Zu diesen besonderen Tatbeständen zählt grundsätzlich die Regelung in § 3 EntgFG, wonach im Fall der krankheitsbedingten Arbeitsunfähigkeit die Vergütungspflicht bestehen bleibt.

Wer arbeitsunfähig erkrankt ist und sich zusätzlich dazu in Quarantäne befindet, ist zur Arbeitsleistung auch unabhängig von dem Verbot die Wohnung nicht verlassen zu dürfen, nicht imstande.

Wie bereits festgestellt, ist § 3 EntgFG aber nur dann anwendbar, wenn der Betroffene symptomatisch erkrankt und deshalb arbeitsunfähig ist. Eine Quarantäne alleine ist aber keine Krankheit, insofern verbietet sich bei „bloßer“ Quarantäneanordnung eine Anwendung der Vorschrift.

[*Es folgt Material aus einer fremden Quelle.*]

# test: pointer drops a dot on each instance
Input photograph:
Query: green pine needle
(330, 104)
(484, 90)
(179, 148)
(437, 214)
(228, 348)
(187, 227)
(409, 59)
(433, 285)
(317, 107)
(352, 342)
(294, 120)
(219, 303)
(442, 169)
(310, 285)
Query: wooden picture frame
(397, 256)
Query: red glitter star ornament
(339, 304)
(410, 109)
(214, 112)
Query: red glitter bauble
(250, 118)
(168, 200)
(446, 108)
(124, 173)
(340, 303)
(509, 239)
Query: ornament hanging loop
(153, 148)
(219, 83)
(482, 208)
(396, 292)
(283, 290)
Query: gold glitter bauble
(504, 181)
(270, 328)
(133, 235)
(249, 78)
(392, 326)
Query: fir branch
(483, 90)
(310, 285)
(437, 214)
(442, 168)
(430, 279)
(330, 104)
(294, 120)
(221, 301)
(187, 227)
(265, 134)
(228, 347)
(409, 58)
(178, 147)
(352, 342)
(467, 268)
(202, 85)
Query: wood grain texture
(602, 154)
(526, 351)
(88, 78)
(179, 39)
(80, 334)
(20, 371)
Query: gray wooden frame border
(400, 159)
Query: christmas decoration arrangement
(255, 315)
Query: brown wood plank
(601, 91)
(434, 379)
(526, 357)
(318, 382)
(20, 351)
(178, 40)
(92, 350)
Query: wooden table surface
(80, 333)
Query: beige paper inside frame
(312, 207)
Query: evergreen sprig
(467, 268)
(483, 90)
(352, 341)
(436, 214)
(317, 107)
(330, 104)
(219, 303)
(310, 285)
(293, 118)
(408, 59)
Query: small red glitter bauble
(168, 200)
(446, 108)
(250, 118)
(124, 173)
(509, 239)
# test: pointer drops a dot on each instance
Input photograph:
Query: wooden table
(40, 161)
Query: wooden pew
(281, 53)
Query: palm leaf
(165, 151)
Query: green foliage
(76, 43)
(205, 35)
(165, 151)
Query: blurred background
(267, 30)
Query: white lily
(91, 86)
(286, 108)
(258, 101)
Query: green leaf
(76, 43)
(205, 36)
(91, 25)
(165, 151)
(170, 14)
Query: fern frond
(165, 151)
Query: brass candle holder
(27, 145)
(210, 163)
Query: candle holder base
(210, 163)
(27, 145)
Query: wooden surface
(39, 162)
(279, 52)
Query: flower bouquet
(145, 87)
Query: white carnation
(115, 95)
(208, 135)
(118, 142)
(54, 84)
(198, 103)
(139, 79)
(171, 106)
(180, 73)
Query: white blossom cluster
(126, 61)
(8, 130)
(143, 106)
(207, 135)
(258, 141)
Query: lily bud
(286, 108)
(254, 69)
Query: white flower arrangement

Für den Fall, dass eine Quarantäne also unabhängig von einer tatsächlichen Erkrankung angeordnet wird, ist vielmehr § 616 BGB maßgeblich, der den Vergütungsfortsetzungsanspruch im Dienstvertragsrecht regelt, aber auf die Entgeldfortzahlung des Arbeitnehmers anwendbar ist.

Für die Anwendung bedarf es eines unverschuldeten, persönlichen Leistungshindernisses hinsichtlich der Erbringung der Arbeitsleistung. Dieses darf dabei nur für eine verhältnismäßig nicht erhebliche Zeit bestehen. Liegen diese Voraussetzungen vor, behält der zur Dienstleistung Verpflichtete seinen Anspruch auf die Vergütung.

Im Falle einer Quarantäne besteht ein personenbezogener Gefahrenverdacht aufgrund dessen der konkreten krankheitsverdächtigen Person verboten wird die Wohnung zu verlassen. Dies stellt ein persönliches Leistungshindernis dar.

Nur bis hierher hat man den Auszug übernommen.